Practical Applications
Immediate Applications
Below are concrete, deployable use cases that leverage YC-Bench’s findings, artifact, and methodology today.
- Model selection and procurement for autonomous agents (software/finance/ops)
- What: Use YC-Bench to compare candidate LLMs by long-horizon reliability and cost-efficiency (e.g., revenue-per-API-dollar). Prefer models that show high profitability and disciplined scratchpad usage (e.g., GLM-5 where budgets are tight; Claude Opus where performance is paramount).
- Tools/products/workflows: “YC-Bench-in-the-loop” bakeoff before production; dashboards reporting bankruptcy probability, adversarial-task rate, trust buildup, and runway.
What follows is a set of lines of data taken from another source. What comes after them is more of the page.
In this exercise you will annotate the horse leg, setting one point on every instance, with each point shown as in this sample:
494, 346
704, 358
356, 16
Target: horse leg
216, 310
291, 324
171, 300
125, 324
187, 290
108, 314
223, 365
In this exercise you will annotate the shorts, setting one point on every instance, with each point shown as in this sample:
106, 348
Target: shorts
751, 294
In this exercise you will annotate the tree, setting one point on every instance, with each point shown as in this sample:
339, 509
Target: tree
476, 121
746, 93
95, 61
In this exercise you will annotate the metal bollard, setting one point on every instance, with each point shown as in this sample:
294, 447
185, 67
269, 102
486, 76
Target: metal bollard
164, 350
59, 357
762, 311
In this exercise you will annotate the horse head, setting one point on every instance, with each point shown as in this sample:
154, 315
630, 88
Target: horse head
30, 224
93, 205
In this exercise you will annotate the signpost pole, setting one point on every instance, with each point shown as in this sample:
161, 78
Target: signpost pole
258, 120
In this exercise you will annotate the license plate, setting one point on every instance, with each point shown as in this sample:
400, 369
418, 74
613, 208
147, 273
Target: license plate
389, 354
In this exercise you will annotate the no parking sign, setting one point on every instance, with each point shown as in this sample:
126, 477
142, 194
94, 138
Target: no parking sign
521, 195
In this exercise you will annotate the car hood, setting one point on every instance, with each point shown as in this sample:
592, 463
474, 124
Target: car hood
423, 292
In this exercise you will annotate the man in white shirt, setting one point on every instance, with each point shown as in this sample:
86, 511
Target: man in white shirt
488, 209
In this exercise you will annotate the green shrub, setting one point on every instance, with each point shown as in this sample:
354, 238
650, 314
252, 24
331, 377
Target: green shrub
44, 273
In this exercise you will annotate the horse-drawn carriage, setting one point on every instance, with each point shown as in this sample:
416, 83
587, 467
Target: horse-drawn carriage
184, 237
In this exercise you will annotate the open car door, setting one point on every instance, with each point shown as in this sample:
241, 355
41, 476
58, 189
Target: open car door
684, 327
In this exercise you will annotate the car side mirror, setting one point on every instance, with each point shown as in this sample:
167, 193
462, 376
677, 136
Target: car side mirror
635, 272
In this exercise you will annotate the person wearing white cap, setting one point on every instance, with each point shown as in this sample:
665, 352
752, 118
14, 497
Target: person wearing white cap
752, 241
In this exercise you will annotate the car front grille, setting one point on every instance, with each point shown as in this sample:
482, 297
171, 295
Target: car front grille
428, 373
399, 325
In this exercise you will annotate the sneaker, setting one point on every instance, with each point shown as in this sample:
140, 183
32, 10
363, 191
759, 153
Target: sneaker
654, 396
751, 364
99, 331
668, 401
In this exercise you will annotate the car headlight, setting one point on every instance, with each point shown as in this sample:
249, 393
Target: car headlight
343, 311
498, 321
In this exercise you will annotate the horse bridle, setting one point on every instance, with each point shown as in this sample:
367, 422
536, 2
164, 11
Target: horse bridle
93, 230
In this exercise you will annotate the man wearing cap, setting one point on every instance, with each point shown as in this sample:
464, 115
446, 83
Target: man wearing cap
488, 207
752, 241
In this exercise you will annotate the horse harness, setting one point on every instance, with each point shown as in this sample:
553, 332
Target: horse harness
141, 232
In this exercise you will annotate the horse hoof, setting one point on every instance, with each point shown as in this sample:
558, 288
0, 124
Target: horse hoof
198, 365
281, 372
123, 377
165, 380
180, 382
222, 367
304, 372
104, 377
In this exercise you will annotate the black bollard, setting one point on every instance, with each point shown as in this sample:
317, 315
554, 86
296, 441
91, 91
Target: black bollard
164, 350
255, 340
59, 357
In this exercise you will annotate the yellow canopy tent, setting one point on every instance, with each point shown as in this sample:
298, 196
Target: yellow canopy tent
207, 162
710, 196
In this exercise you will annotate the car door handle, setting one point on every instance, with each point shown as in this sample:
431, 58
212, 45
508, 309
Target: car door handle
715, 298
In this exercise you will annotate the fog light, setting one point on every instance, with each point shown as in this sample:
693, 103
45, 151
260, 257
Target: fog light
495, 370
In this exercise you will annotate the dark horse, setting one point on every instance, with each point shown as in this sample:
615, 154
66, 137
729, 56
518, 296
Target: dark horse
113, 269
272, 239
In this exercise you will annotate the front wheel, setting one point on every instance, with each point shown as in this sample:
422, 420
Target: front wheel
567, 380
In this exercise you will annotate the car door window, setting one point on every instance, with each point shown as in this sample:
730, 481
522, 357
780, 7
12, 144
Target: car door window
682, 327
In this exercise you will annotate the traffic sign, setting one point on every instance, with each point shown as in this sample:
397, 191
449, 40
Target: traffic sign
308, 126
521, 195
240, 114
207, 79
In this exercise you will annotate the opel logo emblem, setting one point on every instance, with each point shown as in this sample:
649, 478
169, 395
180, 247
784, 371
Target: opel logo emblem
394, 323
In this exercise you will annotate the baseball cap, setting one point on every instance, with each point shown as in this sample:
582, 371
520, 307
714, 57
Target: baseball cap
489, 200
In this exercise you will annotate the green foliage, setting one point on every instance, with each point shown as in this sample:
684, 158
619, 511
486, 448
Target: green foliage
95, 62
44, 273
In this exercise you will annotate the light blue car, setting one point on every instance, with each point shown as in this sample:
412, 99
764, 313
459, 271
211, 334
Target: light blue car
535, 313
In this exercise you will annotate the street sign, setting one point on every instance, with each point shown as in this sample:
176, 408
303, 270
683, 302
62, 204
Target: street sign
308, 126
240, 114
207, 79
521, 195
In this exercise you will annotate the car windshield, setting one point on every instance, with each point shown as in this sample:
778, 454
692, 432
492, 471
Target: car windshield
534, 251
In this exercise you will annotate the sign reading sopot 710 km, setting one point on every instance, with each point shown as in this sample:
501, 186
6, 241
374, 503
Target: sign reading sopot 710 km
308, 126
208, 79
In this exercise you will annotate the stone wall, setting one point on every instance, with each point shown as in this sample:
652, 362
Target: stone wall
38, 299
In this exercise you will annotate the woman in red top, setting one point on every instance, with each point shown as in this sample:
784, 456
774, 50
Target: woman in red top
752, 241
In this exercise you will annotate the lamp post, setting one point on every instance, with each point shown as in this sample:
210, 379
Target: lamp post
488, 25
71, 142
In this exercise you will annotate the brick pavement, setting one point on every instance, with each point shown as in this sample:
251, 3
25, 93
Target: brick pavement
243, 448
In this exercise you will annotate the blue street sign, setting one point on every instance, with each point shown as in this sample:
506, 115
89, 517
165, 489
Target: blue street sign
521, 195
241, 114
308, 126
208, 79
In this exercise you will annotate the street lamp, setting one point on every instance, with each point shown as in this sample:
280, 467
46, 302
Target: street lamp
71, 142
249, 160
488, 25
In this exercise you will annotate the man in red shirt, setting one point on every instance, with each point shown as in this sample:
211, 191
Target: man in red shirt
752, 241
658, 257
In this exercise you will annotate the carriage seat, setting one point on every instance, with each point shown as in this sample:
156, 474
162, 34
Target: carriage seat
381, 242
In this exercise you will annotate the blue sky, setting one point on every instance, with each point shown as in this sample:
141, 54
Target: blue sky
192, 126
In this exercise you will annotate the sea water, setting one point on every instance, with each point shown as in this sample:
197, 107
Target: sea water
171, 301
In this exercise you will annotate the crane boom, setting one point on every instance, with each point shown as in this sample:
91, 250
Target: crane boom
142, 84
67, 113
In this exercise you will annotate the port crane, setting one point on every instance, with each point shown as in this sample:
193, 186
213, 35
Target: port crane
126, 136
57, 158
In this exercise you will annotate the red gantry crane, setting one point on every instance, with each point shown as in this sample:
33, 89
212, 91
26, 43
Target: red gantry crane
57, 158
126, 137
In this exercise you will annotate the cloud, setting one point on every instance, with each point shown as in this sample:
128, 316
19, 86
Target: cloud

- Assumptions/dependencies: Benchmark dynamics are deterministic and industry-agnostic; requires mapping from simulated profit to domain-specific KPIs.
- Memory scaffolding for agents (software, enterprise automation)
- What: Adopt persistent scratchpads or memory vaults (e.g., MemGPT-like) as a default design pattern, since scratchpad usage is the strongest predictor of success in long-horizon tasks.
- Tools/products/workflows: Scratchpad middleware that auto-curates client lists, feasibility rules, and action checklists; CI rules that fail builds if scratchpad is underused.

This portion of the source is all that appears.